Thieves fail in attempt to access laptop information

Northwest Guardian

Stolen Army computer equipment was recovered by local police last week, apparently without the thieves being able to access personal information the devices stored.

A laptop computer, and an external hard drive that contained the personal information of about 900 Fort Lewis Soldiers, were stolen from a Fort Lewis civilian employee. The employee took the computer home and it was stolen on July 3.

According to the Fort Lewis Criminal Investigation Command, the computer and hard drive have been examined by computer forensics experts. The theives apparently tried to access files on the laptop, but were unsuccessful, and the external hard drive containing the Soldiers’ information had not been accessed since the last time it had been used by the Fort Lewis employee.

“It’s also worth noting that the routine security measures installed on the laptop computer prevented the efforts of the robbers to get access to the laptop,” said J.C. Mathews, the garrison public affairs officer. “We’re grateful for the efforts of the Lacey and Tumwater police departments and all who were involved in the safe recovery of this equipment and these Soldiers’ information.”

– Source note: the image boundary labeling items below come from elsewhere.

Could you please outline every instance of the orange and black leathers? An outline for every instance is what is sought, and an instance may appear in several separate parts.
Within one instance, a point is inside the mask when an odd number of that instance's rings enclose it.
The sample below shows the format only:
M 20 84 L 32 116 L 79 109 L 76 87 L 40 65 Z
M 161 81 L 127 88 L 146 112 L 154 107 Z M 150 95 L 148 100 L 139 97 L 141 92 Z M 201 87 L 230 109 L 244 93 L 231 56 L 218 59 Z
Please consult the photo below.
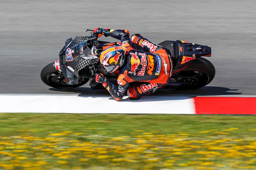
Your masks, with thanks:
M 142 37 L 133 36 L 130 39 L 127 30 L 111 30 L 109 35 L 121 40 L 127 50 L 126 62 L 119 70 L 118 86 L 108 81 L 102 84 L 116 100 L 122 98 L 130 82 L 142 82 L 127 90 L 130 98 L 139 98 L 155 91 L 168 82 L 173 68 L 168 50 Z M 140 49 L 135 49 L 132 41 L 141 47 Z

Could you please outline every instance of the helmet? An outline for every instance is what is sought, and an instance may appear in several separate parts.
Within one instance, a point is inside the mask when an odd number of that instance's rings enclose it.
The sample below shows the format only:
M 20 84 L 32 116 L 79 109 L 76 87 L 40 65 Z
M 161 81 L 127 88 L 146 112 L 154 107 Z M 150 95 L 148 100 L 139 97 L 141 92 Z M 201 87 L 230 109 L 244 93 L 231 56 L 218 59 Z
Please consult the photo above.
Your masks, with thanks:
M 126 52 L 126 48 L 121 46 L 106 48 L 100 54 L 100 64 L 108 72 L 116 71 L 124 64 Z

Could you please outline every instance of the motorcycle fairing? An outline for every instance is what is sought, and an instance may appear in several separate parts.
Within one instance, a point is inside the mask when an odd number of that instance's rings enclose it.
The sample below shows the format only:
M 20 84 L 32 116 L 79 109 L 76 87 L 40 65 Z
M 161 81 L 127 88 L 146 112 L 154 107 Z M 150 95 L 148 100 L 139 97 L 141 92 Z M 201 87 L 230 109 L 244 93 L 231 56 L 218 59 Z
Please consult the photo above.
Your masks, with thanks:
M 66 41 L 65 46 L 60 51 L 60 68 L 69 84 L 78 83 L 79 71 L 99 60 L 97 57 L 91 54 L 92 44 L 87 43 L 88 40 L 93 39 L 96 39 L 96 37 L 83 36 L 76 37 L 73 40 L 69 38 Z M 67 52 L 70 51 L 69 49 L 72 53 L 67 54 Z M 69 59 L 71 56 L 72 59 Z

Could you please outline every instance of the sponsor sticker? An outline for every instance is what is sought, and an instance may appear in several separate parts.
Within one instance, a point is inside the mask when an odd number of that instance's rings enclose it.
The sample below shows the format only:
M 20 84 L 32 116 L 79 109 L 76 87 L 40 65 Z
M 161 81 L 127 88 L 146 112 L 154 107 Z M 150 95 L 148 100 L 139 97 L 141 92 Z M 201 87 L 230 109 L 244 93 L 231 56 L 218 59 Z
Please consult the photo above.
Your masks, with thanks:
M 68 48 L 66 52 L 66 61 L 71 61 L 74 59 L 72 55 L 72 50 Z
M 168 83 L 167 85 L 171 85 L 173 86 L 181 86 L 181 83 Z
M 161 58 L 159 56 L 157 56 L 157 71 L 156 72 L 155 75 L 159 75 L 161 71 L 161 67 L 162 67 L 162 63 Z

Officials say the civilian employee was working with the computer at a location on Fort Lewis other than his office. At the end of his workday he took the computer home rather than return it to his office.

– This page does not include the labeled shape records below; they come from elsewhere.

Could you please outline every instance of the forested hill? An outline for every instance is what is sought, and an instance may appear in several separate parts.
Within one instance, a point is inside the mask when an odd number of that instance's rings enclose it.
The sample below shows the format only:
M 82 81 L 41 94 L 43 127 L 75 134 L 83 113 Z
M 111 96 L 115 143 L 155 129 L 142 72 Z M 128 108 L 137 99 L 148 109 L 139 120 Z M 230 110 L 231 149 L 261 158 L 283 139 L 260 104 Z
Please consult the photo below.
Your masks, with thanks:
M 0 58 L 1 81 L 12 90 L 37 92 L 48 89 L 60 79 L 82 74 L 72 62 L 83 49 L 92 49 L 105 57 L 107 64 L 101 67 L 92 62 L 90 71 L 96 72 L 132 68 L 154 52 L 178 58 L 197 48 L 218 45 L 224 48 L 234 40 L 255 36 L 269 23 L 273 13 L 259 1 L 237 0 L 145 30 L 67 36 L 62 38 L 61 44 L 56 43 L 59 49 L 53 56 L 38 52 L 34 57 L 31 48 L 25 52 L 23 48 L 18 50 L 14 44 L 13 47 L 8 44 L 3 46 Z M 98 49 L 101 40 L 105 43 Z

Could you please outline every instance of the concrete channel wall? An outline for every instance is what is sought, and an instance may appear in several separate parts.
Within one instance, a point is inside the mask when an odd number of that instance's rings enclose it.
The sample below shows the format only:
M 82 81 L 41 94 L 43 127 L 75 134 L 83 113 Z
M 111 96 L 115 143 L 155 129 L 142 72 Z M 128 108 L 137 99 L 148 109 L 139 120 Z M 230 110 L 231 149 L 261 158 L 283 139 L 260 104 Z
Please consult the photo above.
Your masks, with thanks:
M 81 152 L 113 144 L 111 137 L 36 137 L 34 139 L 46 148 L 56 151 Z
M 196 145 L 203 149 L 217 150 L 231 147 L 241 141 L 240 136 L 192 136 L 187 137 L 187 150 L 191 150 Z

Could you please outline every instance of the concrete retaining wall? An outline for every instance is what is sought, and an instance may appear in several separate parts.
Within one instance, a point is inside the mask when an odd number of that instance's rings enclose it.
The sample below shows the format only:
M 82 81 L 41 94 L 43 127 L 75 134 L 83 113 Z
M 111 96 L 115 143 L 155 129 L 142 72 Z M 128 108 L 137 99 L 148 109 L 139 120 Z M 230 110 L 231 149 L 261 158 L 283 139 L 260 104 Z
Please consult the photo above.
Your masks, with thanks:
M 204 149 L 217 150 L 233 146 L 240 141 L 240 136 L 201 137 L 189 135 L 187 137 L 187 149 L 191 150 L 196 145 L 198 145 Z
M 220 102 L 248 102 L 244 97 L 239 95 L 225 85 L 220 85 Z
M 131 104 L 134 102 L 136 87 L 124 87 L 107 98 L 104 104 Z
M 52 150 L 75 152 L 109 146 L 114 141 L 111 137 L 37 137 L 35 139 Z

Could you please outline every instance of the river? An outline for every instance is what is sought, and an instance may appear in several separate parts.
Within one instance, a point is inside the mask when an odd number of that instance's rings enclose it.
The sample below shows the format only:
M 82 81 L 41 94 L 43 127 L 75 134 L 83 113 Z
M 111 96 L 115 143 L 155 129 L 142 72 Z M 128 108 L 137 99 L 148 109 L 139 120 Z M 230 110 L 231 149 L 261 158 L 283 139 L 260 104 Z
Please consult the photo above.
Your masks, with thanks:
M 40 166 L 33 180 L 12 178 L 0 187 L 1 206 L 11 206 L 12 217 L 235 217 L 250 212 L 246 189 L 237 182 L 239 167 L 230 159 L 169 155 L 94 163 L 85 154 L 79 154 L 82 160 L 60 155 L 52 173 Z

The computer and external hard drive were stolen from the employee’s car between 9 p.m. July 3 and 8:30 a.m. July 4. It was reported stolen to the Lacey Police Department as soon as the employee discovered it was missing.

Policy allows employees to sign for government equipment and take it away from the workplace under certain circumstances.

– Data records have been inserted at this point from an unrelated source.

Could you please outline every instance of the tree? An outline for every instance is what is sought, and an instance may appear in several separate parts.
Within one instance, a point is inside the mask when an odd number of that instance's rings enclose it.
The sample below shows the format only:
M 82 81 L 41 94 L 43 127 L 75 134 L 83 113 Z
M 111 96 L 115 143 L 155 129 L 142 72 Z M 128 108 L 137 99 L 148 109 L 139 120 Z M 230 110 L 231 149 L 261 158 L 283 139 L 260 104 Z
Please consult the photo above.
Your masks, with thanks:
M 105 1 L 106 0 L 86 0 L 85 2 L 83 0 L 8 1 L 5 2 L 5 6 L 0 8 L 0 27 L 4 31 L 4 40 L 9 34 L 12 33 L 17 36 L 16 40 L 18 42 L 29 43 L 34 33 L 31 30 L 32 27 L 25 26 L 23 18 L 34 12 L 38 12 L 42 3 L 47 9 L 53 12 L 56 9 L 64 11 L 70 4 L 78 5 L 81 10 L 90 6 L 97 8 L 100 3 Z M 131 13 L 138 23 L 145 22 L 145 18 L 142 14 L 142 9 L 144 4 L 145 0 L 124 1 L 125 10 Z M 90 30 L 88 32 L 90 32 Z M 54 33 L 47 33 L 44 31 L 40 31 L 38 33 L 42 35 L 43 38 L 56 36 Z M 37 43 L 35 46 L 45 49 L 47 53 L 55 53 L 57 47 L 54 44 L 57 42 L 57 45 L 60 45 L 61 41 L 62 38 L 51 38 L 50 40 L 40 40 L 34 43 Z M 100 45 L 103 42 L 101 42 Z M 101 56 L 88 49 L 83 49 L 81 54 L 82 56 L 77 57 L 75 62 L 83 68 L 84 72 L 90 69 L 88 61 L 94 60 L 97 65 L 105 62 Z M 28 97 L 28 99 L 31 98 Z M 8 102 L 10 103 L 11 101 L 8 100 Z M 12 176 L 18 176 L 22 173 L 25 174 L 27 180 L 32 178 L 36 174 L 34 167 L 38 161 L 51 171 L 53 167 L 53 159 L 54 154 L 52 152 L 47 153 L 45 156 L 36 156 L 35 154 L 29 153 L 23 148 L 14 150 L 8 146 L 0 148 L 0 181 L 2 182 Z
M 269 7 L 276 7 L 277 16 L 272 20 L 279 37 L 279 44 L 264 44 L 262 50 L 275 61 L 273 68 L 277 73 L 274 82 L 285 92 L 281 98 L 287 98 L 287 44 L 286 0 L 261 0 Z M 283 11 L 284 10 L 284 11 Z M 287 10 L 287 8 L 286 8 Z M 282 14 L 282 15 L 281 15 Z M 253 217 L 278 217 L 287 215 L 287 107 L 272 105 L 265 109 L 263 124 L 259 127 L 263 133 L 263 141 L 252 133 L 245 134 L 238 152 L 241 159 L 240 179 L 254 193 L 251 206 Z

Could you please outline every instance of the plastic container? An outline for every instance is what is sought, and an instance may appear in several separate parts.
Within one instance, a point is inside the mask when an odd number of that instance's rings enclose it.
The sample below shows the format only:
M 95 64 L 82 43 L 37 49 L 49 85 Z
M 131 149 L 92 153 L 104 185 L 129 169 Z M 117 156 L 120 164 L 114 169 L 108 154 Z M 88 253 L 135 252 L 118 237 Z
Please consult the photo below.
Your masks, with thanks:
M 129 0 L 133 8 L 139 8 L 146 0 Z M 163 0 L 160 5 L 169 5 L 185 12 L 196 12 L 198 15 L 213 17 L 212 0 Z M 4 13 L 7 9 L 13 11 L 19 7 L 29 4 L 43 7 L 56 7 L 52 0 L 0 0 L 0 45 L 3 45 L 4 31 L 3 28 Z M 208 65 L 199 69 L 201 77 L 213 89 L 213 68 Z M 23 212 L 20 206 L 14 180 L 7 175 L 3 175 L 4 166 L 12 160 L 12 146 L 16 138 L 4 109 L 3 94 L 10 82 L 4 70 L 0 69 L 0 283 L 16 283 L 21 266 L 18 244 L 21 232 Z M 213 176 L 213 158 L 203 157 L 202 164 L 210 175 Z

However, in this case, officials say, it is clear that Army standards and policy were not followed.

Any laptop computer, mobile computing device or removable storage media that processes or stores electronic records containing personal information on 25 or more individuals on a single device is normally restricted to DOD workplaces. However, when needs require removal from the workplace, the device shall:

(1) Be signed in and out with a supervising official designated in writing by senior leadership.

(2) Be configured to require DOD authentication for logon.

(3) Be set to implement screen lock with a specified period of inactivity not to exceed 15 minutes when possible. (4) Have all personal information encrypted.

According to Tom Knight, the deputy garrison commander, new measures have been implemented to prevent a repetition.

“We are conducting an internal investigation right now; however, it is apparent that Army standards and policy regarding protection of this information were not followed,” he said. “We are making immediate changes to step up enforcement of these policies to prevent this from happening again.”

Measures already established include additional training requirements on handling of personal information, information assurance, and computer user responsibilities for military personnel staff; crafting a personnel office memo for each employee to sign acknowledging responsibilities for safeguarding equipment, personal information, and reporting requirements; instituting a control log and enforcement mechanism for tracking equipment and personal information.

Additional long term measures may be taken as more is learned about this incident. Information about the Soldiers or the unit affected by the theft was not released.

“Protecting the privacy of the individuals involved is our primary concern,” Mathews said, “and we would rather not exacerbate the problem.”